Agriculture Tomorrow: Australian agtech is ushering in a new era
This article was originally published in the R.M. Williams OUTBACK Magazine.
Entrepreneur Jonathan ‘JJ’ Quigley grew up on a cotton farm in Warren, in central NSW. Now based in Orange, in the Central West, he and business partner Mal Nutt set up an agtech fund and business accelerator program called SparkLabs Cultiv8 in 2017 and have now financially backed more than 50 agtech start-up companies, about half in Australia and half overseas. They are proud to be regionally based at the Department of Primary Industries Agricultural Institute site in Orange, which they claim is now the “silicon valley of agtech” in Australia.
“We’re both passionate about entrepreneurism and agtech. When we first started this, it was important we weren’t just another business in another city. Orange has now attracted leading scientists from around the world.”
Mal says.
From about 1000 companies, up to 10 are chosen each year for the Cultiv8 accelerator program, which includes mentoring, help with business planning, fundraising and other issues, as well as capital injection. Cultiv8 also puts the businesses in touch with farmers to ensure products being developed will be useful. The total market capital of all the businesses is now $1.7 billion, and the agtech startups have created more than 750 jobs.

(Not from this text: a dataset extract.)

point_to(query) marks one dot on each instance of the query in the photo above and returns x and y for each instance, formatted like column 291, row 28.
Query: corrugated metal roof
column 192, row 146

“When we started this program 6 years ago it was a challenge to find 8–10 companies to support,”
Mal says.
“I reckon there’d be 5 times more businesses now. We’re finding really strong investment opportunities.” Although backing start-ups can be a risky business, only about 16% of the companies they have supported over the 6 years have since failed. “We went in assuming 40–50% would fall over,” Mal says. “The first thing is you need to back the right people who have got the experience, who act locally, but think globally.”